Running multiple OpenMP threads per MPI rank

In principle, running VASP on n MPI-ranks with m OpenMP threads per rank is as simple as. Unfortunately the latter depends on the flavor of MPI one uses (below we will only discuss the use of OpenMPI and IntelMPI).

export OMP_NUM_THREADS=<m> ; mpirun -np <n> <your-vasp-executable>

To get good performance, however, is often not that simple. The key is to ensure that the MPI ranks, and the associated OpenMP threads they spawn, are placed optimally onto the physical cores of the node(s), and are pinned to these cores.

As an example (a typical Intel Xeon-like architecture): Let us assume we plan to run on 2 nodes, each with 16 physical cores. These 16 cores per node are further divided into two packages (aka sockets) of 8 cores each. The cores on a package share access to a block of memory and in addition, they may access the memory associated with the other package on their node via a so-called crossbar-switch. The latter, however, comes at a (slight) performance penalty.

In the aforementioned situation, a possible placement of MPI ranks and OpenMP threads would for instance be the following: place 2 MPI ranks on each package (i.e., 8 MPI ranks in total) and have each MPI rank spawn 4 OpenMP threads on the same package. These OpenMP threads will all have fast access to the memory associated with their package, and will not have to access memory through the crossbar switch.
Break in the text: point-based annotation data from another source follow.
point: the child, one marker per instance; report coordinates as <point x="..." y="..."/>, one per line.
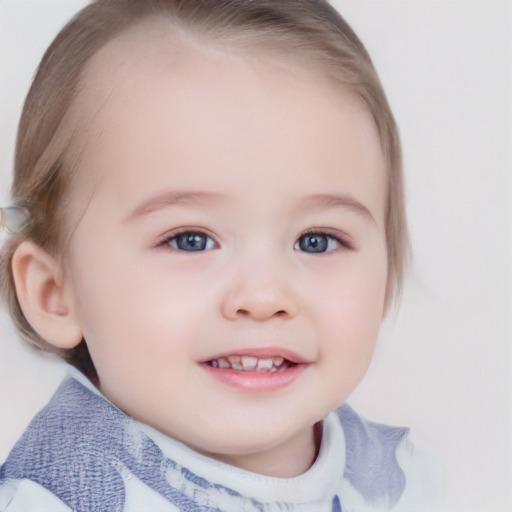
<point x="208" y="225"/>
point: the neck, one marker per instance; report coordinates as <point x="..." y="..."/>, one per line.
<point x="287" y="460"/>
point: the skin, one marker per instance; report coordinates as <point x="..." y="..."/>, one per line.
<point x="266" y="152"/>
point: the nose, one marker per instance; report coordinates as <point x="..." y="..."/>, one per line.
<point x="259" y="293"/>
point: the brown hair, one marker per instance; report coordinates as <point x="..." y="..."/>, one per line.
<point x="307" y="31"/>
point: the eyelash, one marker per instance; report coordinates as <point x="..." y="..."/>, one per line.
<point x="340" y="241"/>
<point x="326" y="240"/>
<point x="165" y="242"/>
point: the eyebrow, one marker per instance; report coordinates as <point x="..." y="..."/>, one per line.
<point x="345" y="202"/>
<point x="173" y="198"/>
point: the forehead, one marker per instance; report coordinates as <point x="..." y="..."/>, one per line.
<point x="150" y="97"/>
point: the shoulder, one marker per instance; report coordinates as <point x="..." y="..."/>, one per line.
<point x="387" y="467"/>
<point x="26" y="495"/>
<point x="74" y="439"/>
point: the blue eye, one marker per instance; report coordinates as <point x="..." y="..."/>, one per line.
<point x="317" y="243"/>
<point x="191" y="241"/>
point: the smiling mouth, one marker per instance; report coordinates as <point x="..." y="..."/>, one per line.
<point x="251" y="364"/>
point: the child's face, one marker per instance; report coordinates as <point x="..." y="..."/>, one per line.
<point x="209" y="185"/>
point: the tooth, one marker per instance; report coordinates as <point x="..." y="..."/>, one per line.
<point x="249" y="363"/>
<point x="278" y="361"/>
<point x="224" y="363"/>
<point x="264" y="364"/>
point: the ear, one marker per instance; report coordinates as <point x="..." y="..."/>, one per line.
<point x="45" y="296"/>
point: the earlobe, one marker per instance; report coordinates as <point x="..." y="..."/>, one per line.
<point x="45" y="296"/>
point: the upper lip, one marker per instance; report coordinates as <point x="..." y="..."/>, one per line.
<point x="263" y="353"/>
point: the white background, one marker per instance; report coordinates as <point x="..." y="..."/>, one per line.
<point x="443" y="363"/>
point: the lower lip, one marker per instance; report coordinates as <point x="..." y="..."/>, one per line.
<point x="256" y="381"/>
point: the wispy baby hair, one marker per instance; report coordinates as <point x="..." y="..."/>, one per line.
<point x="308" y="32"/>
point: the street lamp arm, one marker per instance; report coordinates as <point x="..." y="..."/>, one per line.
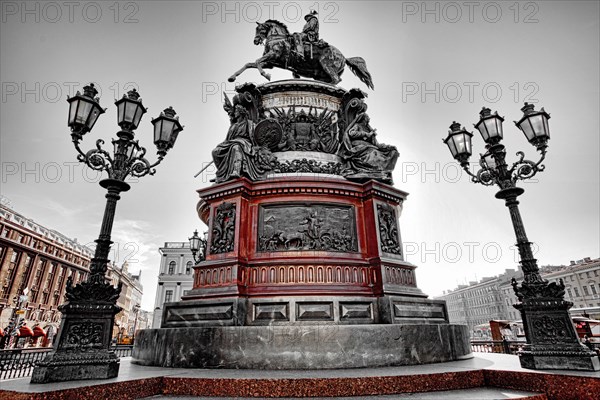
<point x="97" y="159"/>
<point x="525" y="169"/>
<point x="140" y="166"/>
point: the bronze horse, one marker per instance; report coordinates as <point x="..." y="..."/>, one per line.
<point x="323" y="62"/>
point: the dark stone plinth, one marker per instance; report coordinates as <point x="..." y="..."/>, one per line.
<point x="58" y="368"/>
<point x="585" y="361"/>
<point x="301" y="347"/>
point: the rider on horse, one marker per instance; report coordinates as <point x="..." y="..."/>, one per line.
<point x="310" y="33"/>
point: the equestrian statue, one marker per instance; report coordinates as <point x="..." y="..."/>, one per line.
<point x="302" y="53"/>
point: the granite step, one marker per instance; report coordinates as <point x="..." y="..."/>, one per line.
<point x="480" y="393"/>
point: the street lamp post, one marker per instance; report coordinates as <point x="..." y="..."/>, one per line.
<point x="552" y="341"/>
<point x="82" y="350"/>
<point x="136" y="310"/>
<point x="198" y="245"/>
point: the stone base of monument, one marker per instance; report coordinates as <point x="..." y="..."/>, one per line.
<point x="57" y="368"/>
<point x="301" y="346"/>
<point x="576" y="358"/>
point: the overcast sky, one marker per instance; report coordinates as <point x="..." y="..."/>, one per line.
<point x="432" y="63"/>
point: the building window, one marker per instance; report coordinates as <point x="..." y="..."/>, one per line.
<point x="55" y="298"/>
<point x="10" y="276"/>
<point x="586" y="291"/>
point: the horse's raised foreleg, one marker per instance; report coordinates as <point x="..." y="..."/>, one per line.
<point x="238" y="72"/>
<point x="257" y="64"/>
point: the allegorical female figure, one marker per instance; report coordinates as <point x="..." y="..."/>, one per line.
<point x="364" y="158"/>
<point x="237" y="155"/>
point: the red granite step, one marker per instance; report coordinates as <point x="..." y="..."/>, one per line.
<point x="485" y="393"/>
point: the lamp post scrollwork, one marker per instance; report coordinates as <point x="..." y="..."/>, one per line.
<point x="541" y="304"/>
<point x="82" y="350"/>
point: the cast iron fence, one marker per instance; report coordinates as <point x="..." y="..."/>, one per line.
<point x="496" y="346"/>
<point x="508" y="346"/>
<point x="19" y="363"/>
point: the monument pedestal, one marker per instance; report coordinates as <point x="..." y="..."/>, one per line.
<point x="304" y="266"/>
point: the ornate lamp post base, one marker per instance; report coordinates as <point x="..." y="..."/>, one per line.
<point x="552" y="340"/>
<point x="82" y="349"/>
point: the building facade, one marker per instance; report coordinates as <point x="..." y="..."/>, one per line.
<point x="581" y="279"/>
<point x="480" y="302"/>
<point x="36" y="260"/>
<point x="493" y="298"/>
<point x="129" y="300"/>
<point x="176" y="276"/>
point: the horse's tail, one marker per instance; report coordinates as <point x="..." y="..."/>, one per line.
<point x="358" y="66"/>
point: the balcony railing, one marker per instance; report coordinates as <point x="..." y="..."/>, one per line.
<point x="19" y="363"/>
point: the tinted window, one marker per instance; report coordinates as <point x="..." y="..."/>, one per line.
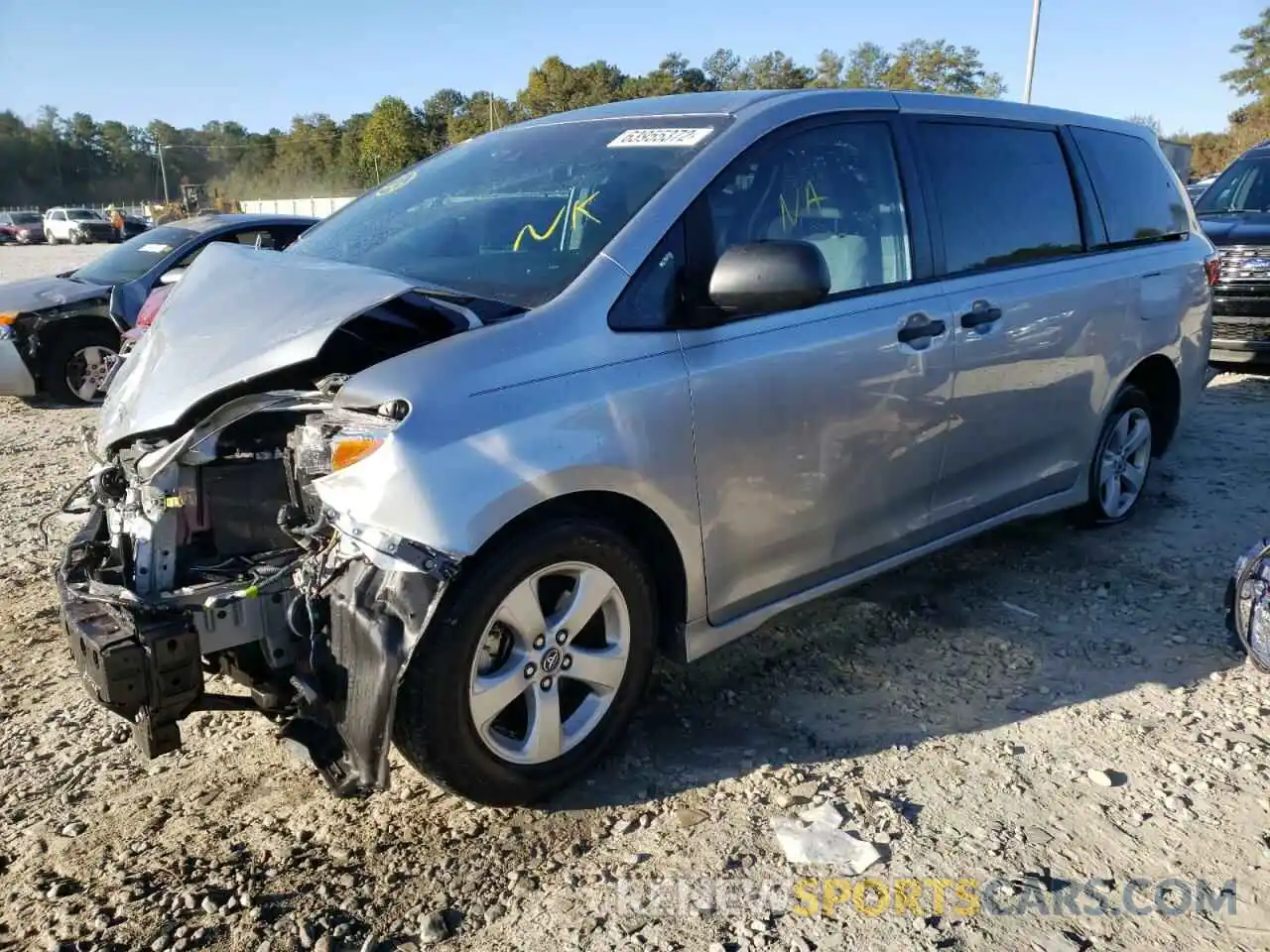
<point x="835" y="186"/>
<point x="1005" y="194"/>
<point x="1137" y="190"/>
<point x="1243" y="186"/>
<point x="515" y="214"/>
<point x="135" y="257"/>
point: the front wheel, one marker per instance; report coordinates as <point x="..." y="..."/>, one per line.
<point x="1118" y="472"/>
<point x="77" y="365"/>
<point x="532" y="667"/>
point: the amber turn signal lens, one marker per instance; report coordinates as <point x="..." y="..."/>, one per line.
<point x="348" y="451"/>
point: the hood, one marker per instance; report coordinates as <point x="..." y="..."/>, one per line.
<point x="236" y="315"/>
<point x="42" y="294"/>
<point x="1239" y="229"/>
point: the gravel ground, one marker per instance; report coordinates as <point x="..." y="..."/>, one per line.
<point x="1042" y="706"/>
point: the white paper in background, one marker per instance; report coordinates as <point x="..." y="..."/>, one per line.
<point x="674" y="137"/>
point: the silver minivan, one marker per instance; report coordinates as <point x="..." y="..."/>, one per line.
<point x="631" y="380"/>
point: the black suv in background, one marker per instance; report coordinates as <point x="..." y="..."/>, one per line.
<point x="1234" y="213"/>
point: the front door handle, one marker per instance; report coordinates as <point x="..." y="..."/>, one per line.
<point x="980" y="313"/>
<point x="920" y="327"/>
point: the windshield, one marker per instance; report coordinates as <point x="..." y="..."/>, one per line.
<point x="1243" y="186"/>
<point x="513" y="216"/>
<point x="135" y="257"/>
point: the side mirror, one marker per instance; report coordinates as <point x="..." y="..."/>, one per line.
<point x="769" y="276"/>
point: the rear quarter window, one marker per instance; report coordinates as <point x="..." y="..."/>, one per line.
<point x="1137" y="191"/>
<point x="1003" y="194"/>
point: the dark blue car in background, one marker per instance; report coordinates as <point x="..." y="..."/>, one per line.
<point x="62" y="335"/>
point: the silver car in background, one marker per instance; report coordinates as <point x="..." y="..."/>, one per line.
<point x="633" y="380"/>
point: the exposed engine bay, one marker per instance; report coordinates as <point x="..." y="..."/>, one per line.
<point x="208" y="551"/>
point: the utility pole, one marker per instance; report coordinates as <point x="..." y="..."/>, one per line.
<point x="163" y="171"/>
<point x="1032" y="51"/>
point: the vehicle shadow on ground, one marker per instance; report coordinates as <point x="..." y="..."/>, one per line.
<point x="1026" y="620"/>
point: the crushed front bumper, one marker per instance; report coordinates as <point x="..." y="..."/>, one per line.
<point x="146" y="664"/>
<point x="148" y="673"/>
<point x="16" y="377"/>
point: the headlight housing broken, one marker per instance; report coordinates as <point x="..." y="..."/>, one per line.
<point x="335" y="439"/>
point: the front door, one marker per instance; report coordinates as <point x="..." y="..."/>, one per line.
<point x="818" y="431"/>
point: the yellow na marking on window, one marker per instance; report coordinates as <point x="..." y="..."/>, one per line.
<point x="803" y="202"/>
<point x="579" y="211"/>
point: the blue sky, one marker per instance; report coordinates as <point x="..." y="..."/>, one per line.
<point x="262" y="61"/>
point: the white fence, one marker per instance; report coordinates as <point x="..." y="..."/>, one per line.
<point x="314" y="207"/>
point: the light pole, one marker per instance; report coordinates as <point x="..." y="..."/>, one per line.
<point x="163" y="171"/>
<point x="1032" y="51"/>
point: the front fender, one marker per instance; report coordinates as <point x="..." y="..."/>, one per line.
<point x="454" y="474"/>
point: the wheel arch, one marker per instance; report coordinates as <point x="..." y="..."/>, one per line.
<point x="1157" y="377"/>
<point x="636" y="522"/>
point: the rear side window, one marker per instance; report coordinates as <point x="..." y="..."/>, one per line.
<point x="1137" y="191"/>
<point x="1003" y="194"/>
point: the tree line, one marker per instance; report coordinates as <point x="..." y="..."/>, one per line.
<point x="75" y="158"/>
<point x="1248" y="125"/>
<point x="58" y="159"/>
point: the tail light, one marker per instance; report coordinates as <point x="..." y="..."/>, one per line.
<point x="150" y="308"/>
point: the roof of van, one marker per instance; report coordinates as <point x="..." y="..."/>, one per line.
<point x="739" y="102"/>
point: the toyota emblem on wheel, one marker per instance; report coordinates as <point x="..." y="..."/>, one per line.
<point x="552" y="660"/>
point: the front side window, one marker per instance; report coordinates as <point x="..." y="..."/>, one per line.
<point x="1135" y="189"/>
<point x="834" y="186"/>
<point x="135" y="257"/>
<point x="516" y="214"/>
<point x="1003" y="194"/>
<point x="1243" y="186"/>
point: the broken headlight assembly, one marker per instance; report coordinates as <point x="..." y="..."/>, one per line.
<point x="335" y="439"/>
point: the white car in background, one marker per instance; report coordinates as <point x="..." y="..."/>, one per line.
<point x="76" y="225"/>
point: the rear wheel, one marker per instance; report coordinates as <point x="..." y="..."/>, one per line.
<point x="534" y="667"/>
<point x="1118" y="472"/>
<point x="77" y="365"/>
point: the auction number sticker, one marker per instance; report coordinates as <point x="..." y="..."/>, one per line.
<point x="661" y="137"/>
<point x="399" y="181"/>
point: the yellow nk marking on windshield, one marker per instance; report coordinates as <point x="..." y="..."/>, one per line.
<point x="802" y="203"/>
<point x="579" y="209"/>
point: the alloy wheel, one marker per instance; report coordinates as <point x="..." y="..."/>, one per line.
<point x="87" y="371"/>
<point x="1124" y="461"/>
<point x="550" y="662"/>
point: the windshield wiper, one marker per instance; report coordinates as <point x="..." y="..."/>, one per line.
<point x="486" y="308"/>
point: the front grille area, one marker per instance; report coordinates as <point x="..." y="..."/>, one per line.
<point x="1245" y="333"/>
<point x="1245" y="263"/>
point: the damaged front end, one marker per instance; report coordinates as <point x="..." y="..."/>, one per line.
<point x="207" y="548"/>
<point x="212" y="553"/>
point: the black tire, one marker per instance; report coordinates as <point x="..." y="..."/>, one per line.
<point x="1092" y="513"/>
<point x="63" y="350"/>
<point x="434" y="726"/>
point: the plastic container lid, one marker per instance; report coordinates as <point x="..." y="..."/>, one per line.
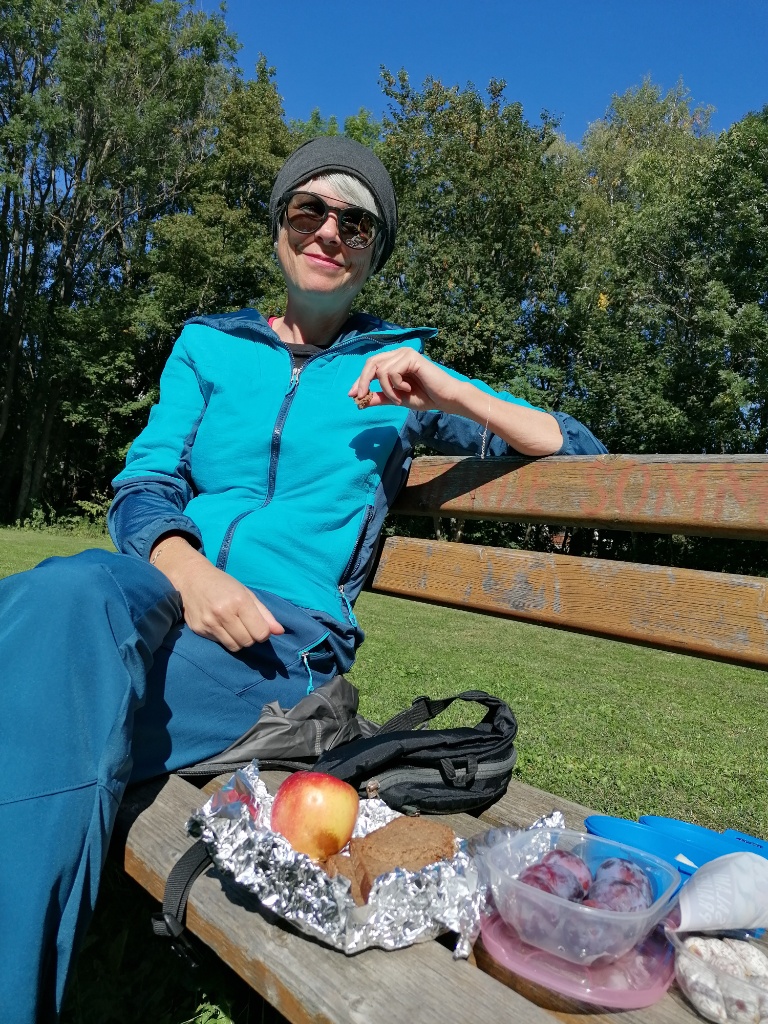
<point x="675" y="846"/>
<point x="731" y="841"/>
<point x="638" y="979"/>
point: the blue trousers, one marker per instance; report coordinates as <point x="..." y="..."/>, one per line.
<point x="101" y="684"/>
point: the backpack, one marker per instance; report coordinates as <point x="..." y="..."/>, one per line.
<point x="411" y="768"/>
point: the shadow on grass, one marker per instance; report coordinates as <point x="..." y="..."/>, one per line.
<point x="126" y="975"/>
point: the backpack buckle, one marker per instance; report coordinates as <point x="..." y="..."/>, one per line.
<point x="460" y="773"/>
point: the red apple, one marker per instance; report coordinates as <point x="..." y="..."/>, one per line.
<point x="315" y="812"/>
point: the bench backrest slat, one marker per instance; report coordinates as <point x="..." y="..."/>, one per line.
<point x="716" y="614"/>
<point x="713" y="496"/>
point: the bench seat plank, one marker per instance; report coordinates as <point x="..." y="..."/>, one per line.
<point x="717" y="614"/>
<point x="711" y="496"/>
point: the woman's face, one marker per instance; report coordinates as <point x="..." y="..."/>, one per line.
<point x="320" y="263"/>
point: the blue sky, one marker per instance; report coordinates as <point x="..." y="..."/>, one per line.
<point x="567" y="56"/>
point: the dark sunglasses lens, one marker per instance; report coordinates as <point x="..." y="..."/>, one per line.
<point x="305" y="212"/>
<point x="356" y="227"/>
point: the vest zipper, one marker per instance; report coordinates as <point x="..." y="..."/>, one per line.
<point x="304" y="655"/>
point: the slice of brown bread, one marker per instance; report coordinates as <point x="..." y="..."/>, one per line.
<point x="407" y="842"/>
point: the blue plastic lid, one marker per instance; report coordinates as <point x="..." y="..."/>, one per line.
<point x="677" y="850"/>
<point x="729" y="841"/>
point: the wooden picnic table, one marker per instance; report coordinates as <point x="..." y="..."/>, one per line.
<point x="717" y="615"/>
<point x="308" y="982"/>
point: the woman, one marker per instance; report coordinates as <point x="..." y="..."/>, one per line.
<point x="247" y="517"/>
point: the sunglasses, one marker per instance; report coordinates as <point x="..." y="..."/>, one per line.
<point x="305" y="212"/>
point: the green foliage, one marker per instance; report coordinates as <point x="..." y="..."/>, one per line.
<point x="622" y="281"/>
<point x="105" y="117"/>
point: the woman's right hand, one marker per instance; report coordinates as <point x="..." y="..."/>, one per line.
<point x="216" y="605"/>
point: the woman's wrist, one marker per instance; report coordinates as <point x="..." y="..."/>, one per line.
<point x="171" y="552"/>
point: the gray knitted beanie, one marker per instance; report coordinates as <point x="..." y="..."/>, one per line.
<point x="331" y="154"/>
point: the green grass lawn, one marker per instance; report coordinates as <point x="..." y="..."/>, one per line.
<point x="624" y="729"/>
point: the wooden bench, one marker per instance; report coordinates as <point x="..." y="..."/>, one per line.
<point x="711" y="614"/>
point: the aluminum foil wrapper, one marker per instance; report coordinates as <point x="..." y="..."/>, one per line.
<point x="403" y="906"/>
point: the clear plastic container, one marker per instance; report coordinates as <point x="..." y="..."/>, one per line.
<point x="577" y="933"/>
<point x="714" y="991"/>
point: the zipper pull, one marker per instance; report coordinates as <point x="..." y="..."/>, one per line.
<point x="305" y="659"/>
<point x="345" y="599"/>
<point x="294" y="383"/>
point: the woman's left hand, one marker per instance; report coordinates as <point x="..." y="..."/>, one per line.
<point x="409" y="379"/>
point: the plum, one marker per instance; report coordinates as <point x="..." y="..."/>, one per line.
<point x="621" y="869"/>
<point x="571" y="863"/>
<point x="615" y="895"/>
<point x="553" y="879"/>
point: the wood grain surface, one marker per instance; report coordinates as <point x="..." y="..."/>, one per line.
<point x="310" y="984"/>
<point x="712" y="613"/>
<point x="714" y="496"/>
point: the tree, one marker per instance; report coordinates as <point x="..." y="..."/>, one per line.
<point x="477" y="204"/>
<point x="104" y="112"/>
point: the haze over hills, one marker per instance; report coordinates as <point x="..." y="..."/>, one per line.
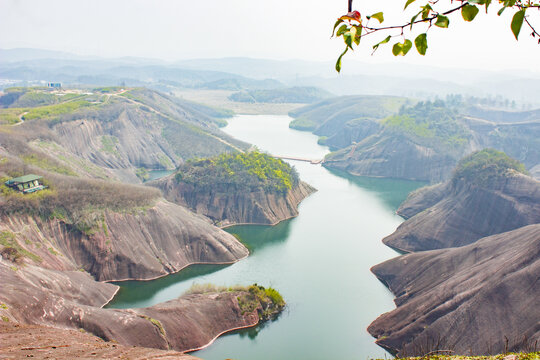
<point x="94" y="143"/>
<point x="358" y="78"/>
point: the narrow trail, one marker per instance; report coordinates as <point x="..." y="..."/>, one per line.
<point x="21" y="120"/>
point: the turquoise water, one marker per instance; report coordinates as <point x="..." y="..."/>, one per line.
<point x="319" y="261"/>
<point x="156" y="174"/>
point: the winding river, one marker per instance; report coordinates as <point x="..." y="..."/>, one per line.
<point x="319" y="261"/>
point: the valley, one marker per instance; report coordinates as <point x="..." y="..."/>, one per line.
<point x="110" y="246"/>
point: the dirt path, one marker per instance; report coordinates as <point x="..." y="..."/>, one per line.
<point x="21" y="120"/>
<point x="168" y="117"/>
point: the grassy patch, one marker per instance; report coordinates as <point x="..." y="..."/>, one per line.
<point x="430" y="123"/>
<point x="50" y="111"/>
<point x="242" y="171"/>
<point x="109" y="143"/>
<point x="165" y="161"/>
<point x="46" y="163"/>
<point x="142" y="174"/>
<point x="486" y="165"/>
<point x="519" y="356"/>
<point x="10" y="116"/>
<point x="268" y="302"/>
<point x="155" y="322"/>
<point x="303" y="124"/>
<point x="13" y="250"/>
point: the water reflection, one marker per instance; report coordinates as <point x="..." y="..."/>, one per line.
<point x="140" y="293"/>
<point x="256" y="237"/>
<point x="392" y="192"/>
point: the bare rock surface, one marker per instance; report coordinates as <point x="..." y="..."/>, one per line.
<point x="43" y="342"/>
<point x="393" y="156"/>
<point x="459" y="212"/>
<point x="73" y="301"/>
<point x="143" y="244"/>
<point x="479" y="298"/>
<point x="229" y="206"/>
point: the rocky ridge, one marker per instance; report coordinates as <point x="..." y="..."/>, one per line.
<point x="230" y="206"/>
<point x="481" y="298"/>
<point x="459" y="212"/>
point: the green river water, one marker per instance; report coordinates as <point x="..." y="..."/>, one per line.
<point x="319" y="261"/>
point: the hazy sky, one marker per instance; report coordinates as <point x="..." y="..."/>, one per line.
<point x="276" y="29"/>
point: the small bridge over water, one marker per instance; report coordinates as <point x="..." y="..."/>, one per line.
<point x="311" y="161"/>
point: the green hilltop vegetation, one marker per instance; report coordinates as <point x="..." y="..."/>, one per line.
<point x="429" y="122"/>
<point x="486" y="165"/>
<point x="511" y="356"/>
<point x="301" y="95"/>
<point x="243" y="171"/>
<point x="267" y="301"/>
<point x="74" y="200"/>
<point x="328" y="116"/>
<point x="174" y="129"/>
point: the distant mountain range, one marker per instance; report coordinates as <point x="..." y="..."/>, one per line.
<point x="359" y="78"/>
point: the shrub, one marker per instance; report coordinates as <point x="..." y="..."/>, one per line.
<point x="486" y="165"/>
<point x="241" y="171"/>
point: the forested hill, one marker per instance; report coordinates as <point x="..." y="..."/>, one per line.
<point x="396" y="137"/>
<point x="239" y="188"/>
<point x="112" y="132"/>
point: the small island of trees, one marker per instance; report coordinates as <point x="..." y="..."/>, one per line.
<point x="240" y="171"/>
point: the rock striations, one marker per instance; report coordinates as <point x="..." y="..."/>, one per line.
<point x="140" y="245"/>
<point x="72" y="300"/>
<point x="229" y="206"/>
<point x="462" y="210"/>
<point x="482" y="298"/>
<point x="472" y="286"/>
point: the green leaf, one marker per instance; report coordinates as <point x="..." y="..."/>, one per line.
<point x="379" y="16"/>
<point x="421" y="43"/>
<point x="442" y="21"/>
<point x="517" y="21"/>
<point x="358" y="34"/>
<point x="402" y="49"/>
<point x="488" y="2"/>
<point x="407" y="45"/>
<point x="396" y="49"/>
<point x="414" y="18"/>
<point x="409" y="2"/>
<point x="426" y="9"/>
<point x="468" y="12"/>
<point x="339" y="21"/>
<point x="348" y="37"/>
<point x="341" y="30"/>
<point x="338" y="63"/>
<point x="387" y="39"/>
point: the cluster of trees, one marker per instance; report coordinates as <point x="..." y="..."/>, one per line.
<point x="76" y="201"/>
<point x="430" y="121"/>
<point x="486" y="165"/>
<point x="241" y="171"/>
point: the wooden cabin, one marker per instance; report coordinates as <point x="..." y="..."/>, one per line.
<point x="26" y="184"/>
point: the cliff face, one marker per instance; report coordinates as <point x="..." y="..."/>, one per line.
<point x="460" y="212"/>
<point x="131" y="139"/>
<point x="229" y="206"/>
<point x="477" y="298"/>
<point x="394" y="157"/>
<point x="72" y="300"/>
<point x="37" y="341"/>
<point x="141" y="245"/>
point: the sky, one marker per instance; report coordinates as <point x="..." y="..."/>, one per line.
<point x="274" y="29"/>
To achieve this we have to tell both the OpenMP runtime library as well as the MPI library what to do.

For the OpenMP runtime

Tell the OpenMP runtime it may spawn 4 threads per MPI rank:
export OMP_NUM_THREADS=4
and that it should bind the threads to the physical cores, and put them onto cores that are as close as possible to the core that is running the corresponding MPI rank (and OpenMP master thread):
export OMP_PLACES=cores
export OMP_PROC_BIND=close
In addition to taking care of thread placement, it is often necessary to increase the size of the private stack of the OpenMP threads (to 256 or even 512 Mbytes), since the default is in many cases too small for VASP to run, and will cause segmentation faults:
export OMP_STACKSIZE=512m

Using OpenMPI

Now start 8 MPI ranks (-np 8), with the following placement specification: 2 ranks/socket, assigning 4 subsequent cores to each rank (--map-by ppr:2:socket:PE=4), and bind them to their physical cores (--bind-to core):
mpirun -np 8 --map-by ppr:2:socket:PE=4 --bind-to core <your-vasp-executable>
Or all of the above wrapped into a single command:
mpirun -np 8 --map-by ppr:2:socket:PE=4 --bind-to core \
-x OMP_NUM_THREADS=4 -x OMP_STACKSIZE=512m \
-x OMP_PLACES=cores -x OMP_PROC_BIND=close \
--report-bindings <your-vasp-executable>
where the --report-bindings is optional but a good idea to use at least once to check whether the rank and thread placement is as intended.
In our example, the above will assure that the OpenMP threads each MPI rank spawns reside on the same package/socket, and pins both the MPI ranks as well as the OpenMP threads to specific cores. This is crucial for performance.

Using IntelMPI

Tell MPI to reserve a domain of OMP_NUM_THREADS cores for each rank
export I_MPI_PIN_DOMAIN=omp
and pin the MPI ranks to the cores
export I_MPI_PIN=yes
Then start VASP on 8 MPI ranks
mpirun -np 8 <your-vasp-executable>
In case one uses Intel MPI, things are fortunately a bit less involved. Distributing 8 MPI-ranks over 2 nodes with 16 physical cores each (2 sockets per node) allowing for 4 OpenMP threads per MPI-rank is as simple as:
mpirun -np 8 -genv I_MPI_PIN=yes -genv I_MPI_PIN_DOMAIN=omp -genv I_MPI_DEBUG=4
Or all of the above wrapped up into a single command:
 mpirun -np 8 -genv I_MPI_PIN_DOMAIN=omp -genv I_MPI_PIN=yes -genv OMP_NUM_THREADS=4 -genv OMP_STACKSIZE=512m \
-genv OMP_PLACES=cores -genv OMP_PROC_BIND=close -genv I_MPI_DEBUG=4 <your-vasp-executable>
where the -genv I_MPI_DEBUG=4 is optional but a good idea to use at least once to check whether the rank and thread placement is as intended.
In our example, the above will assure that the OpenMP threads each MPI rank spawns reside on the same package/socket, and pins both the MPI ranks as well as the OpenMP threads to specific cores. This is crucial for performance.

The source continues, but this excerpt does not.